It is getting repaired (patched)? If so, why no just burn the tax payers’ cash cos it will be bad again the following week.
Howegate in Hawick was probably smoother when horseback was the main form of transport. It’s a disgrace!
George-Christine Routledge The road from Yetholm to Kelso is ridiculous, i’m surprised no one has damaged their car, especially in the dark as there are loads of them and some big and deep ones too.
If I remember correctly this street looks like the Gala slalom course. Money would have been better spent mending the roads than spending on creating obstacles to suit the EU.
Most of the roads and side streets are a bloody disgrace in Gala. Remind me why I pay the inflated council and road tax again?
Every year we have to spend hundreds of pounds making sure our cars are safe to be on the roads, yet it’s the state of the roads that’s damaging the cars.
It’s just a shame roads don’t have to go through a yearly check to make sure they are safe for use. The state of the roads in the Borders is a joke. What’s it going to take? People getting injured or killed before something’s done? There’s enough deaf dumb and blind drivers on the road without the Tarmac itself being a hazard.
It should be done properly. Not just half measures
Selkirk, from below the court up to the tennis courts, is so smooth it’s a pleasure driving on it.
Why does this road have to be fixed for one day of the year?
Every road in the country needs fixed.
Tommy Quinn Snr
Manhole cover just east of Priorsford footbridge on Kingsmeadows Road, Peebles, is sinking again. A lot of the roads in the Borders are a disgrace.
The Howegate and the Loan in Hawick are getting worse by the second.

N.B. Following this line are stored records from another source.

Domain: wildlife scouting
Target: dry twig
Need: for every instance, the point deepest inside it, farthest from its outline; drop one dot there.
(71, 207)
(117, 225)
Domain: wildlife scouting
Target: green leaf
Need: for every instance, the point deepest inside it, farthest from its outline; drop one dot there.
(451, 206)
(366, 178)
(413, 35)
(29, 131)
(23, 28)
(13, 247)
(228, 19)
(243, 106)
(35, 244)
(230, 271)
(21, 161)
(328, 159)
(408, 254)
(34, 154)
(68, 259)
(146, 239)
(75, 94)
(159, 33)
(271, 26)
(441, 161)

The patch-ups are making it all worse.
Serious question – what would happen if I decided to fill in some of the worst potholes with concrete?

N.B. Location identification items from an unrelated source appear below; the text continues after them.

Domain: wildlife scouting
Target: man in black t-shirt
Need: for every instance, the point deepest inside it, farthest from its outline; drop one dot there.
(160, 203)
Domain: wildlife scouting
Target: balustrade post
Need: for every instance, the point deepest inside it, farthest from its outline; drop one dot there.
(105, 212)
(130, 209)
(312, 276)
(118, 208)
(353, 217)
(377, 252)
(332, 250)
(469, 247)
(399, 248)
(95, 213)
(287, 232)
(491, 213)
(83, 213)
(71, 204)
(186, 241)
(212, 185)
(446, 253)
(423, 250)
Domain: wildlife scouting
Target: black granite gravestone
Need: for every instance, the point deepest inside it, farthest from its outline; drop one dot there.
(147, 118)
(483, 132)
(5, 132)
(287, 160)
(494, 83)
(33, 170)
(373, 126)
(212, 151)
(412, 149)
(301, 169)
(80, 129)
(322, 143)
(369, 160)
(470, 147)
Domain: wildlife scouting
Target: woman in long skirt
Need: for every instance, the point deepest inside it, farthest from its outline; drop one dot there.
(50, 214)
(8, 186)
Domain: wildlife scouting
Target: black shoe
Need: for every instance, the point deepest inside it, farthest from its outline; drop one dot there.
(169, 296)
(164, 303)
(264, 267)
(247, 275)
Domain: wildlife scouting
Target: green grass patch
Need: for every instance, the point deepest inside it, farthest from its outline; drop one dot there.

I’ve driven the A68 down to Newcastle twice this week so far and almost wrecked my suspension in a few places. Maybe if we all started doing amateur repairs and sending in photographs of our work (along with an invoice for our trouble) the council would get the message.
Innerleithen High Street is shocking.
About time! I just hope Scottish Borders Council can repair the potholes quicker than they can build a bridge (Lowood)!
There are several around the Parkside Prinary School area in Jedburgh that are an absolute disgrace.
Can’t avoid them, either, because of parked cars.